Hermes tells this story to Argus to put him to sleep: the myth of desire and transformation, told in the form of a story whose beauty is soporific, is the story within the story that the Metamorphoses uses to demonstrate the power of narrative to do what Orpheus’s music could do: to move the resistant listener toward a state they would not voluntarily enter. Argus fell asleep listening to the story of how desire becomes music. The story was the music.
What the Transformations Were For
The six myths developed here share the logic of the transformation tradition without being the same myth in different settings: Apollo desires Daphne and Daphne becomes the laurel that crowns achievement. Orpheus desires Eurydice and the desire becomes the music that crosses the boundary between the worlds and then fails to sustain the crossing. Apollo desires Cassandra and the desire becomes the gift that is also the curse. Salmacis desires Hermaphroditus and the desire eliminates the boundary between the two persons completely. Calypso desires Odysseus and the desire becomes the navigation instruction that allows the beloved to leave. Pan desires Syrinx and the desire becomes the instrument that makes the music.
In each case, the transformation is the permanent form that the erotic encounter leaves in the world. The laurel, the music, the curse, the merged body, the star chart, the flute: these are not the consequences of the encounters in the external world. They are what the encounters were, in their most compressed and most permanent form. The Greek mythological tradition’s account of desire was the account of a force that changed what it touched into something that would last.
At Olympus Estate, Mythic Essays moves through the deeper currents of the Greek tradition.

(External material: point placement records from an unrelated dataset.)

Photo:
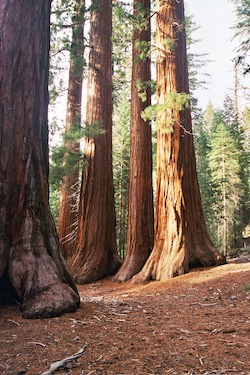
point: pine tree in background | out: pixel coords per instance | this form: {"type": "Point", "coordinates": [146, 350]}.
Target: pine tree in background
{"type": "Point", "coordinates": [121, 80]}
{"type": "Point", "coordinates": [121, 157]}
{"type": "Point", "coordinates": [181, 237]}
{"type": "Point", "coordinates": [96, 254]}
{"type": "Point", "coordinates": [242, 33]}
{"type": "Point", "coordinates": [67, 221]}
{"type": "Point", "coordinates": [224, 162]}
{"type": "Point", "coordinates": [140, 227]}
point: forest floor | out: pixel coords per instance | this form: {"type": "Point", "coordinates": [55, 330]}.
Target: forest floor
{"type": "Point", "coordinates": [198, 323]}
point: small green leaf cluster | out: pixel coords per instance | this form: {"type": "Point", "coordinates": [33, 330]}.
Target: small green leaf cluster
{"type": "Point", "coordinates": [142, 87]}
{"type": "Point", "coordinates": [175, 103]}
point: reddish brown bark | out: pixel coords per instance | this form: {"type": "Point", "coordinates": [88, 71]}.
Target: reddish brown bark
{"type": "Point", "coordinates": [67, 220]}
{"type": "Point", "coordinates": [181, 237]}
{"type": "Point", "coordinates": [140, 230]}
{"type": "Point", "coordinates": [96, 254]}
{"type": "Point", "coordinates": [30, 257]}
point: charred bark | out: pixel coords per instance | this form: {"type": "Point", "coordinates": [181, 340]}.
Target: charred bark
{"type": "Point", "coordinates": [96, 253]}
{"type": "Point", "coordinates": [30, 254]}
{"type": "Point", "coordinates": [67, 221]}
{"type": "Point", "coordinates": [140, 230]}
{"type": "Point", "coordinates": [181, 237]}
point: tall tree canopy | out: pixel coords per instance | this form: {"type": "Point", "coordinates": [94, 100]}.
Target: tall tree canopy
{"type": "Point", "coordinates": [30, 258]}
{"type": "Point", "coordinates": [140, 214]}
{"type": "Point", "coordinates": [181, 237]}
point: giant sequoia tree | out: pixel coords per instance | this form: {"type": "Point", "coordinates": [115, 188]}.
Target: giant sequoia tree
{"type": "Point", "coordinates": [140, 215]}
{"type": "Point", "coordinates": [96, 253]}
{"type": "Point", "coordinates": [67, 219]}
{"type": "Point", "coordinates": [181, 237]}
{"type": "Point", "coordinates": [30, 258]}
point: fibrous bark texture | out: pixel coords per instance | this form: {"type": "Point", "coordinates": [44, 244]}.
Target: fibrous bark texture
{"type": "Point", "coordinates": [67, 220]}
{"type": "Point", "coordinates": [140, 230]}
{"type": "Point", "coordinates": [96, 253]}
{"type": "Point", "coordinates": [181, 237]}
{"type": "Point", "coordinates": [30, 255]}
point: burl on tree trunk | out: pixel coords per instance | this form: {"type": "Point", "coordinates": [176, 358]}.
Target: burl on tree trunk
{"type": "Point", "coordinates": [30, 258]}
{"type": "Point", "coordinates": [181, 237]}
{"type": "Point", "coordinates": [140, 233]}
{"type": "Point", "coordinates": [96, 254]}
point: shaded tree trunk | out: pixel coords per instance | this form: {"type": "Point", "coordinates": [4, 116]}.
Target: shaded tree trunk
{"type": "Point", "coordinates": [30, 257]}
{"type": "Point", "coordinates": [140, 215]}
{"type": "Point", "coordinates": [67, 220]}
{"type": "Point", "coordinates": [181, 237]}
{"type": "Point", "coordinates": [96, 253]}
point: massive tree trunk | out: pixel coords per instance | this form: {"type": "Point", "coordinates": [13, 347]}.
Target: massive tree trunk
{"type": "Point", "coordinates": [140, 217]}
{"type": "Point", "coordinates": [67, 221]}
{"type": "Point", "coordinates": [181, 237]}
{"type": "Point", "coordinates": [96, 254]}
{"type": "Point", "coordinates": [30, 257]}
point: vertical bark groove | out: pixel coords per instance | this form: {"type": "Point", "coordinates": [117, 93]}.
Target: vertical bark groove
{"type": "Point", "coordinates": [140, 230]}
{"type": "Point", "coordinates": [30, 251]}
{"type": "Point", "coordinates": [96, 253]}
{"type": "Point", "coordinates": [67, 221]}
{"type": "Point", "coordinates": [181, 237]}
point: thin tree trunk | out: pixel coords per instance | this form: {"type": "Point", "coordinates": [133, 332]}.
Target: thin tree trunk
{"type": "Point", "coordinates": [140, 230]}
{"type": "Point", "coordinates": [181, 238]}
{"type": "Point", "coordinates": [67, 221]}
{"type": "Point", "coordinates": [30, 257]}
{"type": "Point", "coordinates": [96, 253]}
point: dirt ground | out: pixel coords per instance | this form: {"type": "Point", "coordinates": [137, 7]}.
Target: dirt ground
{"type": "Point", "coordinates": [198, 323]}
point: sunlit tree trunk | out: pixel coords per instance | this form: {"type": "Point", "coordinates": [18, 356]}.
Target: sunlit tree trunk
{"type": "Point", "coordinates": [96, 253]}
{"type": "Point", "coordinates": [67, 221]}
{"type": "Point", "coordinates": [181, 237]}
{"type": "Point", "coordinates": [30, 257]}
{"type": "Point", "coordinates": [140, 215]}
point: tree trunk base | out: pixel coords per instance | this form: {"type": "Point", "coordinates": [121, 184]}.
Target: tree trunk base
{"type": "Point", "coordinates": [91, 272]}
{"type": "Point", "coordinates": [175, 265]}
{"type": "Point", "coordinates": [54, 301]}
{"type": "Point", "coordinates": [129, 268]}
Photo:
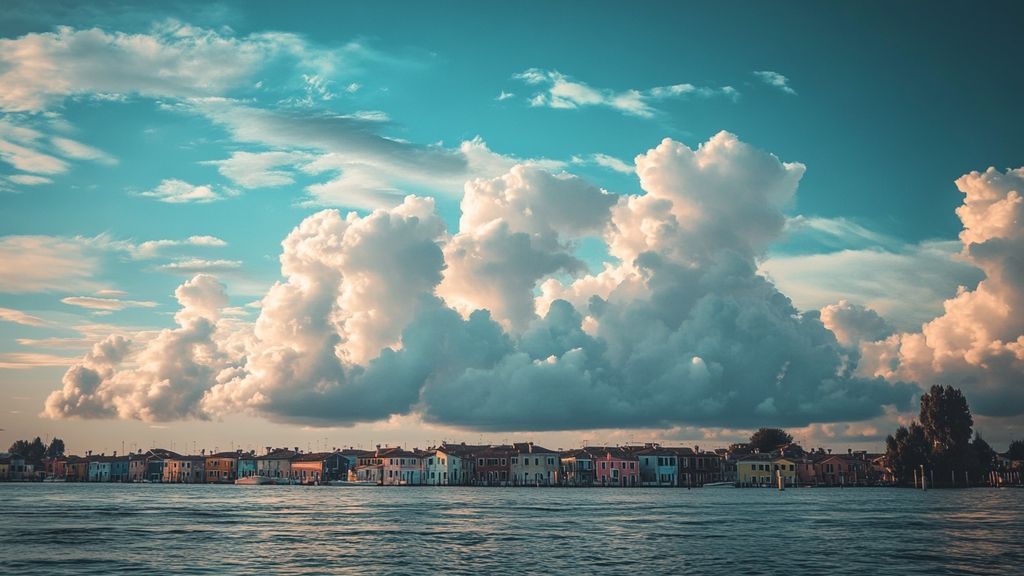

Ovid’s Metamorphoses opens with the announcement that the poem will trace the continuous history of forms becoming other forms. The erotic myths constitute the largest single category of the poem’s material because the tradition understood desire as the force most consistently productive of transformation. Pan’s breath through the reeds of the transformed Syrinx produced the first music of the pan flute. The desire became the instrument. The instrument made the music. The music outlasted both of them.